What prompts are available in the Opik prompt library ?

What is the most recent version of the “demo” Opik prompt ?

Save the following text as a new prompt in Opik called “example prompt”

Managing traces

You can access traces stored in Opik from the MCP server, this is especially useful if you want to analyze traces stored in Opik to determine how to improve your agent or LLM chain.

To get started, you can ask questions such as:

What was the output of the most recent traces in Opik ?

How many traces have been logged to the “demo data” Opik project ?

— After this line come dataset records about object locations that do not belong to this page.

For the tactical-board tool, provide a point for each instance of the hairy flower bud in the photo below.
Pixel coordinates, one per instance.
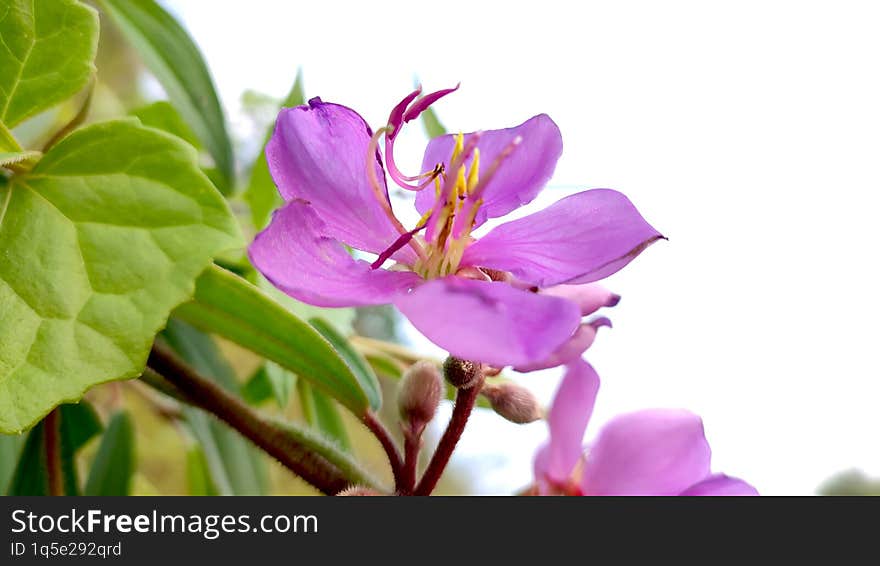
(357, 491)
(419, 395)
(461, 374)
(513, 402)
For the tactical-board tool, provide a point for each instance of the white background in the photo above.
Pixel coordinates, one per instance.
(747, 132)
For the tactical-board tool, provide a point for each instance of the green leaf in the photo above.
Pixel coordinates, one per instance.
(270, 380)
(77, 425)
(162, 116)
(321, 413)
(174, 59)
(261, 194)
(236, 467)
(358, 365)
(100, 241)
(114, 465)
(10, 158)
(227, 305)
(46, 54)
(342, 319)
(8, 143)
(198, 476)
(432, 124)
(10, 448)
(30, 476)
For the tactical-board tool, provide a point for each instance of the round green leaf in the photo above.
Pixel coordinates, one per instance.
(100, 241)
(46, 54)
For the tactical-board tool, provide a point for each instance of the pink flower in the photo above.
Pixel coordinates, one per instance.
(651, 452)
(494, 299)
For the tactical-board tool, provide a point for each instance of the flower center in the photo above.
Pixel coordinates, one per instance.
(451, 220)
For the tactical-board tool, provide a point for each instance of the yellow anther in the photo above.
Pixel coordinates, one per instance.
(474, 173)
(461, 183)
(424, 219)
(459, 146)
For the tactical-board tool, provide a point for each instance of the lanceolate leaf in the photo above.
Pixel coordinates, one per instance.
(227, 305)
(162, 116)
(359, 367)
(114, 465)
(100, 241)
(10, 448)
(174, 59)
(261, 194)
(321, 412)
(235, 466)
(46, 54)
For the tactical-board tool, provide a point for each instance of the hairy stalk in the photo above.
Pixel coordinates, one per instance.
(297, 450)
(381, 433)
(52, 438)
(465, 400)
(412, 439)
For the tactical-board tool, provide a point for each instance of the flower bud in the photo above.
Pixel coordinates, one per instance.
(461, 374)
(420, 392)
(357, 490)
(513, 402)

You can also go one step further and use the traces logged to Opik to improve your prompts. One technique that works well involves first fetching traces and then asking the LLM to suggest an improvement based on these traces. while how to achieve this can vary from MCP client to MCP client, the following questions have worked well:

Based on the 10 most recent traces stored in the “demo data” Opik project, suggest some improvements to the orchestrator prompt.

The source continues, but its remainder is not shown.